= Émile Vuillermoz =

Émile-Jean-Joseph Vuillermoz (23 May 1878 – 2 March 1960) was a French critic in the areas of music, film, drama and literature. He was also a composer, but abandoned this for criticism.

==Early life==
Émile Vuillermoz was born in Lyon in 1878. He studied literature and law at University of Lyon, then became a music student at the Conservatoire de Paris, his teachers being Jules Massenet, Gabriel Fauré, Antoine Taudou and Daniel Fleuret. Among his fellow students was Maurice Ravel, who became his lifelong friend.

He was a member of Les Apaches, along with Ravel, Igor Stravinsky, Manuel de Falla and others.

== Career ==
He had early success as a writer of songs and operettas, and with settings of French and Canadian folk songs, but chose to follow the career of a critic instead. He wrote initially for the Mercure musical, and then he edited the Revue musicale SIM (Société internationale de musique).

With Ravel, Paul Dukas, Florent Schmitt, Charles Koechlin and others, he co-founded the Société musicale indépendante (SMI). Its first concert, on 20 April 1910, contained three world premieres: Gabriel Fauré's song cycle "La chanson d'Ève" (its first complete performance; excerpts had been presented earlier); Claude Debussy's "D'un cahier d'esquisses", performed by Maurice Ravel; and Ravel's own Ma mère l'oye in its original version for piano 4-hands, played by Jeanne Leleu and Geneviève Durony.

His interests extended beyond music to drama and literature, and he wrote for Le Temps, L'Excelsior, L'Illustration, L'Éclair and Candide. He also contributed to the Encyclopédie française, and to foreign journals.

In 1916 he described Debussy as "a pupil of Claude Monet", a description the composer was happy to accept.

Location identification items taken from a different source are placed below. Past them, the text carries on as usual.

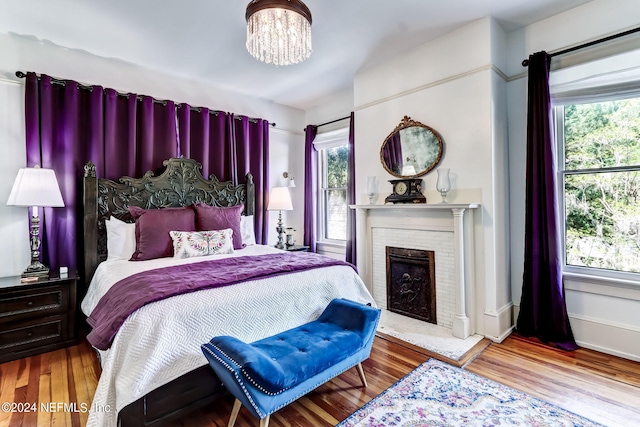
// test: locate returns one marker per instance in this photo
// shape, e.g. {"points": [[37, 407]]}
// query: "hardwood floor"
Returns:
{"points": [[598, 386]]}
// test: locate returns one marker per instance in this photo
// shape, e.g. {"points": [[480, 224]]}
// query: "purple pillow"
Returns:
{"points": [[217, 218], [153, 227]]}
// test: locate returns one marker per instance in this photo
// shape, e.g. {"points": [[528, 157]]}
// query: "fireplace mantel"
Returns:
{"points": [[418, 206], [450, 217]]}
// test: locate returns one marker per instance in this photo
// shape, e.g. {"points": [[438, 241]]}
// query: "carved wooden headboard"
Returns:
{"points": [[181, 184]]}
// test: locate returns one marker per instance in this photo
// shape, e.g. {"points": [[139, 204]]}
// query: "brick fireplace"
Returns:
{"points": [[440, 229]]}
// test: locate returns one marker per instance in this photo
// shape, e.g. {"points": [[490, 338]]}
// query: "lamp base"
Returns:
{"points": [[36, 269], [280, 230]]}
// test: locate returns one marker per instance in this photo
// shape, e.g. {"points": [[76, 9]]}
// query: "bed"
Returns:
{"points": [[153, 370]]}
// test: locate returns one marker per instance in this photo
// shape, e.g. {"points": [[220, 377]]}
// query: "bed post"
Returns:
{"points": [[90, 228]]}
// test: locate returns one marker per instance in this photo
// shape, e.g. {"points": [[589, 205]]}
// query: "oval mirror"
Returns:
{"points": [[411, 150]]}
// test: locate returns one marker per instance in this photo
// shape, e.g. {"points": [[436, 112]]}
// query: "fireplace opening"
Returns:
{"points": [[411, 283]]}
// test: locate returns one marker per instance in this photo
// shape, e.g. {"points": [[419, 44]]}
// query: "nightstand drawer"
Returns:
{"points": [[43, 302], [34, 333], [36, 316]]}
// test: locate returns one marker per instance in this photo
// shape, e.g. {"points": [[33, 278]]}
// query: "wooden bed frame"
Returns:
{"points": [[181, 184]]}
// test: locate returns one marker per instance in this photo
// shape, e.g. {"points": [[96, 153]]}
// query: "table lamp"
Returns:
{"points": [[280, 200], [35, 187]]}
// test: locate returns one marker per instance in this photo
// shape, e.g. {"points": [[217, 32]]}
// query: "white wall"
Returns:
{"points": [[603, 315], [452, 85], [28, 55]]}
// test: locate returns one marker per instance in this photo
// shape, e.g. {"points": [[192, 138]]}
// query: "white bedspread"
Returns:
{"points": [[161, 341]]}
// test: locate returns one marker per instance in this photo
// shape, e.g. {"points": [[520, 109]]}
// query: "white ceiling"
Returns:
{"points": [[204, 39]]}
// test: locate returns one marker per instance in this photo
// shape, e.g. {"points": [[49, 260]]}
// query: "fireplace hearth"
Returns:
{"points": [[411, 284]]}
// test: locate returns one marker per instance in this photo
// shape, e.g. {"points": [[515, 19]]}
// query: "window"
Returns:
{"points": [[332, 185], [599, 164]]}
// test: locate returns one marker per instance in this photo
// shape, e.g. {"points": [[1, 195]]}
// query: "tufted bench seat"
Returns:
{"points": [[268, 374]]}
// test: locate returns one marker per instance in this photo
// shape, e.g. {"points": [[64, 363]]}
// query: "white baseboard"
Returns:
{"points": [[605, 337], [498, 324]]}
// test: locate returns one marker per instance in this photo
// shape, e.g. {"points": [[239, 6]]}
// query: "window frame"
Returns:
{"points": [[322, 142], [574, 271]]}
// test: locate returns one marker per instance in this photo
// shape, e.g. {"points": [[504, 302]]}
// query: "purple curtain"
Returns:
{"points": [[350, 255], [392, 153], [67, 125], [310, 187], [205, 136], [139, 134], [543, 312]]}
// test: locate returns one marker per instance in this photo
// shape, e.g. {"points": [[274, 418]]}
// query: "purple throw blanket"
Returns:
{"points": [[133, 292]]}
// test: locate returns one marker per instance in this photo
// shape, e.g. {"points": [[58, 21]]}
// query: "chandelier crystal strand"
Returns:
{"points": [[279, 36]]}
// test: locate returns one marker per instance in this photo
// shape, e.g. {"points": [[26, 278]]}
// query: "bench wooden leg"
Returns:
{"points": [[361, 373], [234, 412]]}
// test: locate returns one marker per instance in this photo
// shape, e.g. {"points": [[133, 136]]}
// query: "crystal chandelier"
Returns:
{"points": [[278, 31]]}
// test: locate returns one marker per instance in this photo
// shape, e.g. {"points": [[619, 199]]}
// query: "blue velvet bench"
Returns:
{"points": [[268, 374]]}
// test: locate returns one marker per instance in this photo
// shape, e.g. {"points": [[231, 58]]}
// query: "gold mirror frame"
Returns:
{"points": [[424, 145]]}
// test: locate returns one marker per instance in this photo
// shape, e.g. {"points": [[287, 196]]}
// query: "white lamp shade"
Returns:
{"points": [[36, 187], [280, 199]]}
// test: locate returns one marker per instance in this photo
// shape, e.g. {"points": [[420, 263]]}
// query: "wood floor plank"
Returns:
{"points": [[598, 386]]}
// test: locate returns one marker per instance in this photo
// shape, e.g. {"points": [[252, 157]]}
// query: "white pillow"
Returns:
{"points": [[121, 239], [187, 244], [246, 230]]}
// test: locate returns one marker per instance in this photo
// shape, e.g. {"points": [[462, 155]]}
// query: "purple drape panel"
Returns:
{"points": [[350, 255], [392, 153], [67, 126], [139, 134], [63, 127], [543, 312], [310, 187], [205, 136], [252, 155]]}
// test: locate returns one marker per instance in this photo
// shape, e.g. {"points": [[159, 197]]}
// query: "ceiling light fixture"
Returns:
{"points": [[278, 31]]}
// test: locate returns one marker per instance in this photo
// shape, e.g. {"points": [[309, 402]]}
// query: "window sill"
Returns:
{"points": [[602, 285]]}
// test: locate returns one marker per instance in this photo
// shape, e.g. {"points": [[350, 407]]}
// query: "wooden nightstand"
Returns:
{"points": [[296, 248], [36, 317]]}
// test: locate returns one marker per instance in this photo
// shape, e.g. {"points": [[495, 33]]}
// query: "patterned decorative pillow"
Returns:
{"points": [[187, 244], [220, 218]]}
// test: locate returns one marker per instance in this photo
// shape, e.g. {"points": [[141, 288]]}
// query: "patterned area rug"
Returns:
{"points": [[438, 394]]}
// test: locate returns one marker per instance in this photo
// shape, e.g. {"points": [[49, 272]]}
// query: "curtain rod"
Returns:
{"points": [[21, 75], [525, 62], [333, 121]]}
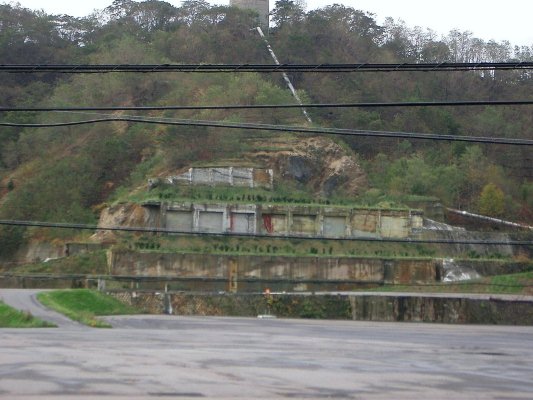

Also from around 1916 Émile Vuillermoz was at the forefront of serious film criticism in France, often using the pseudonyms Gabriel Darcy and Claude Bonvin. In 1924 he helped organise the first important exhibition on film at the Musée Galliera, "L'Exposition de l'art dans le cinéma français".

In 1921, Federico Mompou's Scènes d'enfants (1915–18), performed by Ferdinand Motte-Lacroix, inspired Vuillermoz to proclaim Mompou "the only disciple and successor to Claude Debussy". He wrote "in the Middle Ages the people would have condemned to the stake an artist gifted with such powers".

Ravel's 50th birthday in March 1925 was celebrated by an edition of the Revue musicale devoted to him, with contributions from many people including Vuillermoz.

In 1933 he published his work Clotilde et Alexandre Sakharoff about the expressionist dancers Alexander Sakharoff and Clotilde von Derp, who were at that time based in Paris.

In 1935, Émile Vuillermoz and Jacques Thibaud started a new project, called Cinéphonies, to create a series of short films of musicians performing classical music. They employed directors such as Max Ophüls and Dimitri Kirsanoff, and artists such as Elisabeth Schumann, Alfred Cortot, Alexander Brailowsky and Ninon Vallin. The composers represented were Albéniz, Chopin, Debussy, Fauré, Mompou, Schubert and Szymanowski.

In 1936 he was a member of the jury of the 4th Venice International Film Festival. Following on from this, he played a significant role in the creation of the Cannes Film Festival. He and fellow film historian René Jeanne suggested the idea to Jean Zay, the Minister of Public Instruction at the time, who liked the idea and supported its establishment.

After Ravel's death in 1937, Vuillermoz wrote a substantial review of the composer's oeuvre, Maurice Ravel par quelques-uns de ses familiers, for the memorial volume published by some of his friends in 1939. Also in 1937 he was the uncredited musical director for the classic film La Grande Illusion.

He founded the International Besançon Competition for Young Conductors in 1951, as an adjunct to the Besançon International Music Festival, founded in 1948.

Vuillermoz's publications included:
- Musique d'aujourd'hui (1923)
- La Vie amoureuse de Chopin (1927)
- Cinquante ans de musique française
- Visages de musiciens
- Clothilde et Alexandre Sakharoff
- books on Ravel, Chopin, Fauré and Debussy.

Émile Vuillermoz was appointed an Officer of the Legion of Honour. He died in Paris in 1960, aged 81.